Vincenzo aveva paura. E una notte, infatti, in casa De Waure arrivò una telefonata: Vincenzo era morto. I fratelli si recarono sul posto indicato e lo trovarono semicarbonizzato coperto da un lenzuolo.
Un fendente lo colpì all’altezza della pancia, ma la sua morte fu ancora più drammatica. Dopo averlo trafitto, infatti, i suoi assassini gli diedero fuoco, per poi scappare senza lasciare traccia. Per la sua morte non c’è ancora un colpevole con un volto o un nome. Eppure, da subito, il Comitato Antifascista ha identificato questo assassinio come un atto di “stampo fascista”.

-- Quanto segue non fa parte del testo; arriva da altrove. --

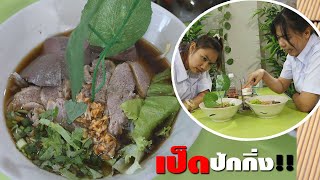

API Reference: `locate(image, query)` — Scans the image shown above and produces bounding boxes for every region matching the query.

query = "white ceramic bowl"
[0,0,201,180]
[245,95,288,118]
[199,98,242,122]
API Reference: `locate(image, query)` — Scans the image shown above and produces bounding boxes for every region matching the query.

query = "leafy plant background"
[253,2,296,97]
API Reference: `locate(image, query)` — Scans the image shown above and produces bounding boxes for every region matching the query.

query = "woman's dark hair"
[179,34,223,69]
[270,8,312,45]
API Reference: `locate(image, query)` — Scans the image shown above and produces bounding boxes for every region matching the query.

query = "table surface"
[192,88,307,138]
[0,0,296,180]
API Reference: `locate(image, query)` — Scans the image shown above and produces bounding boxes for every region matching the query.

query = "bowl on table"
[199,98,242,122]
[245,95,288,118]
[0,0,201,180]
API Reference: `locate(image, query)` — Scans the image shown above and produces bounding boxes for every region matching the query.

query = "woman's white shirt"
[174,52,212,101]
[280,34,320,95]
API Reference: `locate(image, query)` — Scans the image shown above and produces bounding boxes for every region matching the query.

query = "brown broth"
[3,31,175,176]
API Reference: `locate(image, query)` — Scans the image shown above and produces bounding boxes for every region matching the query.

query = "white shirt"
[174,52,212,101]
[280,34,320,95]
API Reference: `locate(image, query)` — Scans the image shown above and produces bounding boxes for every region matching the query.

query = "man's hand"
[292,92,319,112]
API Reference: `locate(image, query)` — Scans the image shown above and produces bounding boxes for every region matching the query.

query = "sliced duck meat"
[129,61,151,98]
[47,98,77,131]
[9,86,41,110]
[21,102,44,111]
[110,46,138,61]
[92,59,116,104]
[21,54,62,86]
[43,36,69,57]
[107,63,135,136]
[40,80,71,106]
[40,86,63,105]
[9,72,29,88]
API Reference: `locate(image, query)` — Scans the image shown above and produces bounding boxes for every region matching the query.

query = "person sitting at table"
[174,35,223,111]
[245,8,320,112]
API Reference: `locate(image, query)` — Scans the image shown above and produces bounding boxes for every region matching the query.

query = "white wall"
[205,1,261,87]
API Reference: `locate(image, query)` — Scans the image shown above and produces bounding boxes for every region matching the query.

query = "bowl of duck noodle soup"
[0,0,200,179]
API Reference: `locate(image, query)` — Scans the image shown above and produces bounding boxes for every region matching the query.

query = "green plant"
[253,3,295,97]
[209,5,234,67]
[182,14,209,42]
[203,74,230,108]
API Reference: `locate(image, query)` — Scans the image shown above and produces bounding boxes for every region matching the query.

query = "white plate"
[0,0,201,180]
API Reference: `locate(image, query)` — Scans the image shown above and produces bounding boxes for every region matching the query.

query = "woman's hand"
[244,69,265,88]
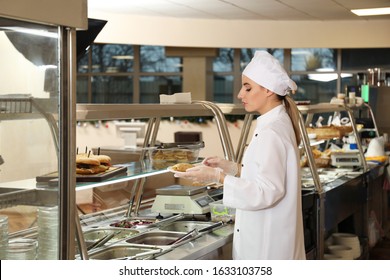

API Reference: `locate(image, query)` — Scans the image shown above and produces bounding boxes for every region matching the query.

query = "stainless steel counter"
[156,224,234,260]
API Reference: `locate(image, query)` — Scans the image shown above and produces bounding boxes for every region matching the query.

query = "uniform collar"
[257,104,285,129]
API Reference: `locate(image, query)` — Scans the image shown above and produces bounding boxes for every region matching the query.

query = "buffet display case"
[0,0,87,259]
[298,104,368,259]
[70,101,244,259]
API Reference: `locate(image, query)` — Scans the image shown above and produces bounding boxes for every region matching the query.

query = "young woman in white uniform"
[175,51,305,260]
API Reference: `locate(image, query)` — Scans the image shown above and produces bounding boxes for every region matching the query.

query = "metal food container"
[209,200,236,223]
[149,141,204,170]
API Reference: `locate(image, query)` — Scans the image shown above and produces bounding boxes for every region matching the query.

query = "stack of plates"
[7,238,37,260]
[0,215,8,260]
[37,206,59,260]
[332,233,361,259]
[328,245,353,260]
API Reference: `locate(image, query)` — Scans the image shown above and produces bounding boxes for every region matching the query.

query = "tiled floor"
[369,208,390,260]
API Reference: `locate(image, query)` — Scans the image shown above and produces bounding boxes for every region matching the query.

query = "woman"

Vincenzo, infatti, era uno dei leader napoletani della rivolta studentesca del ’68, e già prima di quella mortale aveva subito diverse aggressioni da parte dei mazzieri squadristi. Evidentemente, era considerato “scomodo” e pericoloso.
Sulla sua morte si nascondono molti misteri, come quello dell’aggressione avvenuta ai danni di suoi fratello, nello stesso anno.
Ad oggi i magistrati non sono ancora riusciti ad individuare i colpevoli e i mandanti del suo assassinio.